Britta’s snort cuts through the awful memory. “Ye are pretty, Deka,” she says. “Yer hair curls around yer face all pretty-like, and yer skin is nice an’ brown even in this deep winter.” Then she adds, as if it’s an afterthought, “An’ yer shapely. Men like shapely women. And plump ones.” She grins. “They’ve always liked me.”

“But they don’t like Southerners – at least, not in Irfut.”

“Then maybe it’s a good thing we’re headed south,” Britta says, patting my arm as the ship creaks into motion.

I nod, sending a silent prayer up to Oyomo that this proves true.

“Deka, Deka, wake up. Please wake up! We’re here, we’re here!”

Britta’s voice comes as if from far away when I wake, the heat around me so overwhelming it feels like a boulder pressing down on my chest. The remnant of a dream teases at my thoughts, heavy and insistent. I try to grab onto it, but it disappears when a large, warm weight insistently shakes my shoulder.

“I’m getting up,” I say, blinking open my eyes.

To my surprise, the light around me has changed. It’s not the cool blue of winter but the warm yellow of deep summer. Even stranger, the smells of the sea now are mixed with a new, exotic fragrance. Flowers. But I’ve never smelled flowers like these. These are subtle and elegantly scented, their fragrance shimmering around me on delicate waves.

Where’s the smell of ice and snow? Where’s the cold?

I turn to Britta, whose eyes are wide with relief. “Why is it so warm?” I rasp, confused. My tongue is as dry as our haystacks in midsummer, and sweat slicks my hair and clothes so they stick to my skin.

Britta hugs me tightly. “I thought ye would never wake! It’s been four weeks! White Hands told me ye would, but four whole weeks—”

“Four weeks?” I frown, pulling away from her. When my muscles protest this simple movement, I wince, startled. Why do they feel so tight? “What do you mean, four weeks?”
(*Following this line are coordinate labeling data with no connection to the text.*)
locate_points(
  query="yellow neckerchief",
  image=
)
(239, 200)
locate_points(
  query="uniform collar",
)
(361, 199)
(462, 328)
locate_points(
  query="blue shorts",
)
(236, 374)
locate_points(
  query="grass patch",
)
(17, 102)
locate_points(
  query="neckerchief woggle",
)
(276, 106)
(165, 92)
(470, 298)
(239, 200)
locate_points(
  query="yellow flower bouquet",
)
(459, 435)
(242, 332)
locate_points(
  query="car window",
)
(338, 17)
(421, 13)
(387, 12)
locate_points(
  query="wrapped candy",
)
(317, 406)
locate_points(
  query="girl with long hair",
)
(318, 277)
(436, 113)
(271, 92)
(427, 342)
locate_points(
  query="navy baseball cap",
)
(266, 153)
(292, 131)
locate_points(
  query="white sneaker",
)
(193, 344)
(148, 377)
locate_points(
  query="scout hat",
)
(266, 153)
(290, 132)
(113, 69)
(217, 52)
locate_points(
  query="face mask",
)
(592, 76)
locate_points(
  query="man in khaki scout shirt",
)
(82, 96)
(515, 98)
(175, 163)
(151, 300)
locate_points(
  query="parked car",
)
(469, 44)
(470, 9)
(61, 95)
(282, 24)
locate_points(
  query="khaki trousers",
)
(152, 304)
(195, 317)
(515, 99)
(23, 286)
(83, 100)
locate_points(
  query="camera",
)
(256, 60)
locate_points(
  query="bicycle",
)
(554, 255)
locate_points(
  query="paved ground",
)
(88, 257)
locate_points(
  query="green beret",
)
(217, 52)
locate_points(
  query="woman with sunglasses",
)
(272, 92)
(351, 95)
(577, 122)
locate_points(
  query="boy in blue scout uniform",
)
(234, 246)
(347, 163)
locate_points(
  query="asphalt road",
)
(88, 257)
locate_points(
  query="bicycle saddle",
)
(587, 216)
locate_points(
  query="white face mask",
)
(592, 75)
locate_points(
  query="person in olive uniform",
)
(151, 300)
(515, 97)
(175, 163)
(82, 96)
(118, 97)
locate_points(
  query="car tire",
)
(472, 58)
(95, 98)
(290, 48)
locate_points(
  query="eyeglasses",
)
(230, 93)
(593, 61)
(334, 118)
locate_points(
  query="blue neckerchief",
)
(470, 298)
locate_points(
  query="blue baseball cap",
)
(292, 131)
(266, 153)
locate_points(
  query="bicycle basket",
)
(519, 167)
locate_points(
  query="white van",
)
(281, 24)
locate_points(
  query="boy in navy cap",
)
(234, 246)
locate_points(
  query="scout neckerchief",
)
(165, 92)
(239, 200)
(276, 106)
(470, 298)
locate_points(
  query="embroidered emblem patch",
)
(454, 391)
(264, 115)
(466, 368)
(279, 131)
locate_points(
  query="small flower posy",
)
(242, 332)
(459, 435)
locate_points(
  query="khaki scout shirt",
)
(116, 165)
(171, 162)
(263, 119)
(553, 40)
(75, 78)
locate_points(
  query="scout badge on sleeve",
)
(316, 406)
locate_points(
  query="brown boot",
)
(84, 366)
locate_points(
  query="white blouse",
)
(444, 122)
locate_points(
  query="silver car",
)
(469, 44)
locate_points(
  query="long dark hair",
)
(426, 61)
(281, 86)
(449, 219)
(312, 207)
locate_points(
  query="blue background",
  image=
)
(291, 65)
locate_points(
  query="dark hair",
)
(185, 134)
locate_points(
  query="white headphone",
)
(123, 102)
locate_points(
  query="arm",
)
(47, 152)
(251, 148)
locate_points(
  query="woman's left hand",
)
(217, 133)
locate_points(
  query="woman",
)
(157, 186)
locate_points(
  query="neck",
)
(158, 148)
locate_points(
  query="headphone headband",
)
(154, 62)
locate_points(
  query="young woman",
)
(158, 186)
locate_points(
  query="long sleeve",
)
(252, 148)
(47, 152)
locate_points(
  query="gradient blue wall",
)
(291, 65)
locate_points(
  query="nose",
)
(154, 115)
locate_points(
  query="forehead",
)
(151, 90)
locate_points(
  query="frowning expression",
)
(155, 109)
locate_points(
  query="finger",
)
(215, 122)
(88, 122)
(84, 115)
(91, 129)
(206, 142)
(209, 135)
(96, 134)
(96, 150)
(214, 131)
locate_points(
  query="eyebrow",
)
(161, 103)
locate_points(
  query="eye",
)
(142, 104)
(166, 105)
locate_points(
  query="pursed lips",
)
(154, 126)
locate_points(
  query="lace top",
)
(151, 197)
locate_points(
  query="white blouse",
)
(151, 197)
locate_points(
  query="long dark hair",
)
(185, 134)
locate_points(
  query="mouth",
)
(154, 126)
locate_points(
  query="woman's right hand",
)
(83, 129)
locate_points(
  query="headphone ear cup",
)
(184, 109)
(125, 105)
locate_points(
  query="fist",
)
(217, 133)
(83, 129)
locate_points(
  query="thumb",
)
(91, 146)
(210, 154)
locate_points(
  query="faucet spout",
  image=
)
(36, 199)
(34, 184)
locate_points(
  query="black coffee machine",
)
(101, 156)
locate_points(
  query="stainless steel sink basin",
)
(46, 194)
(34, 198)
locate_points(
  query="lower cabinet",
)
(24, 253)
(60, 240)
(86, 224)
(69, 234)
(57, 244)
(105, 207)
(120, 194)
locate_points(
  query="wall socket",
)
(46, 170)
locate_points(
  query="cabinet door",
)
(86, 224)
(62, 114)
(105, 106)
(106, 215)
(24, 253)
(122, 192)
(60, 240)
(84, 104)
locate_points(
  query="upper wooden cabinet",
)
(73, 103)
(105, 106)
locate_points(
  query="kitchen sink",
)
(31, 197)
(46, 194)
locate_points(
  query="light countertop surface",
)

“You’ve been asleep for almost a month.” This explanation comes from White Hands, who’s watching me calmly from against the wall.

Sunlight filters bright and warm through the door at the top of the stairs behind her. It shimmers over Braima and Masaima, whose heavy fur coats and boots are long gone. They’re bare-chested in the heat, talons flexing against the wooden floor. Flies buzz around them, and they whip them away with their tails.

“A month?” I echo, flabbergasted.

“Naughty alaki, to make her friends worry.” Masaima tsks, shaking his head.

“But the quiet one needed her rest, Masaima,” Braima says, tossing his black-striped hair. “You would too if you knew you’d be travelling for weeks in a nasty, nasty ship’s hold after being trapped by priests in a nasty, nasty temple cellar.”

“But I’d at least tell you I was sleeping a long time, Braima,” Masaima sniffs.

White Hands gets annoyed by their back-and-forth. She points to the stairs, where the other passengers are now filing out towards the door. “Upstairs with you both,” she commands. “Prepare the wagon.”

“Yes, my lady,” they chime, their talons clacking up the wooden steps.